Das kanadische Explorationsunternehmen PTX Metals Inc. (CSE: PTX, FSE: 9PX, WKN: A0MVNG) hat jetzt eine Transaktion abgeschlossen, durch die ein eigenständiges Uranunternehmen entstanden ist. Die neue Gesellschaft Green Canada Uranium Corp. (GCUC) soll voraussichtlich ab dem 9. September 2026 an der TSX Venture Exchange unter dem Kürzel „GCUC“ gehandelt werden.
Grundlage der Transaktion war eine Fusion der Green Canada Corporation mit der börsennotierten Mantelgesellschaft MAACKK Capital Corp. Derartige Übernahmen bereits bestehender Börsenmäntel sind im kanadischen Rohstoffsektor ein gängiger Weg, um neue Unternehmen schnell und kostengünstig an die Börse zu bringen, ohne den langwierigen Prozess eines klassischen Börsengangs zu durchlaufen.

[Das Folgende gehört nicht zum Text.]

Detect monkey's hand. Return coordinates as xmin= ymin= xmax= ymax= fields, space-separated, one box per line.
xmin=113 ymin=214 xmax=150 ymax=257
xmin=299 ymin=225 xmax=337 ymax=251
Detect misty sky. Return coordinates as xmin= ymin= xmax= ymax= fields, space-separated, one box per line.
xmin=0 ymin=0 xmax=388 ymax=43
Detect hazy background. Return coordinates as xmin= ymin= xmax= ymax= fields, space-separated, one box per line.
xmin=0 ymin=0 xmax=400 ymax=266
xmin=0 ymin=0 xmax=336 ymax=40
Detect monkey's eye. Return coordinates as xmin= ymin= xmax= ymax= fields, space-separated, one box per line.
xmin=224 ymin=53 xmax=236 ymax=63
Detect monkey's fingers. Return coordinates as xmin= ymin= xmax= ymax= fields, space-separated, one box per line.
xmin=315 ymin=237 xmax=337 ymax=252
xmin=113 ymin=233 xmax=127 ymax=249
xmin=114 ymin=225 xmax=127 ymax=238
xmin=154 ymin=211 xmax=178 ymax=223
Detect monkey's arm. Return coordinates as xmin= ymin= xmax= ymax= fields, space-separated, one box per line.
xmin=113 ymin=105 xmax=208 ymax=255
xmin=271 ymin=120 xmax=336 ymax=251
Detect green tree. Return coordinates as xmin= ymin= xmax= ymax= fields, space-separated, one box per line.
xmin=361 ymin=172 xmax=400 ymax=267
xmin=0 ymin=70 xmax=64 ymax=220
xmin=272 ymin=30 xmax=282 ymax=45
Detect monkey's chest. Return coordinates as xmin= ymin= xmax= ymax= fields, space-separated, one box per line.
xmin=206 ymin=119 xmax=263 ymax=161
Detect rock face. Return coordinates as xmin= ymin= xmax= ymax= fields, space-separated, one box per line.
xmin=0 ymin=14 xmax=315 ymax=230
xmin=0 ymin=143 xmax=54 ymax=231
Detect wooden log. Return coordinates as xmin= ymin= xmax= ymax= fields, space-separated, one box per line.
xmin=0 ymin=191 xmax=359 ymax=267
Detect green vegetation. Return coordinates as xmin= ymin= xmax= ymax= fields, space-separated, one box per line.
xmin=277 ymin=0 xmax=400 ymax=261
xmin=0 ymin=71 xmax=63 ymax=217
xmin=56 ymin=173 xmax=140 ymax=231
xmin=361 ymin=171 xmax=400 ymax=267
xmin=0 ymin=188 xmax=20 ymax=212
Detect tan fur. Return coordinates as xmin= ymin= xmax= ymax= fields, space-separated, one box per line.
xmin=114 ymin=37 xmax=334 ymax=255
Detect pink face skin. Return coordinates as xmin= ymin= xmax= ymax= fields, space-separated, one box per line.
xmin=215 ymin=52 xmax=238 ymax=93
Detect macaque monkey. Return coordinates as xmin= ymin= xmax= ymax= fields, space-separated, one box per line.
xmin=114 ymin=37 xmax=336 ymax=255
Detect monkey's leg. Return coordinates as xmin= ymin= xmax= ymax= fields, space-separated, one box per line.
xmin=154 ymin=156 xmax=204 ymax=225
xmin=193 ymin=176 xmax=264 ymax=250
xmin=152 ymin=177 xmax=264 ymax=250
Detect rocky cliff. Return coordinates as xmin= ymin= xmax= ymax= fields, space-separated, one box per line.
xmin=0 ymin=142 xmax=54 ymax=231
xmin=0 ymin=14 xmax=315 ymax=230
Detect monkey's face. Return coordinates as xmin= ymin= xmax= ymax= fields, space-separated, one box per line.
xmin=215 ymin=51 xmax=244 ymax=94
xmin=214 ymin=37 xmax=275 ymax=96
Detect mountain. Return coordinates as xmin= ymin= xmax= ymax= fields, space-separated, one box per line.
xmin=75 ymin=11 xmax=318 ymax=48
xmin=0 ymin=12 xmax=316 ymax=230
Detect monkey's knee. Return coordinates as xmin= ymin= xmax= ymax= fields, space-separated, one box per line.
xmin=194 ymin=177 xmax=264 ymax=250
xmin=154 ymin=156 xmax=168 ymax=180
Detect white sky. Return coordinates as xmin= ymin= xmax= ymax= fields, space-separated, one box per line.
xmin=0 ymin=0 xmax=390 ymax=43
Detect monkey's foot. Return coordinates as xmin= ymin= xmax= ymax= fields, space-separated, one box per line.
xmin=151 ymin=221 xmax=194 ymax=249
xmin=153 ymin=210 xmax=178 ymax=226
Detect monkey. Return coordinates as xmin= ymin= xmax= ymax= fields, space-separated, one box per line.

Im Zuge der Transaktion hat Green Canada Uranium Corp. die vollständigen Rechte am Uranprojekt Marshall im Athabasca-Becken in der kanadischen Provinz Saskatchewan übernommen. Das Athabasca-Becken zählt zu den bedeutendsten Uranregionen weltweit und beherbergt einige der hochgradigsten bekannten Uranvorkommen. Auf dem Marshall-Projekt sollen die ersten Bohrungen bereits im September beginnen.
PTX Metals selbst tritt nach dem vollständigen Abschluss der Transaktion nicht mehr als Betreiber des Uranprojekts auf, bleibt jedoch über eine Beteiligung von rund 28,5 Prozent größter Anteilseigner an Green Canada Uranium Corp. Damit behält das Unternehmen die wirtschaftlichen Chancen aus einer möglichen positiven Entwicklung des Uranprojekts, ohne selbst die operativen Kosten für seine weitere Entwicklung tragen zu müssen.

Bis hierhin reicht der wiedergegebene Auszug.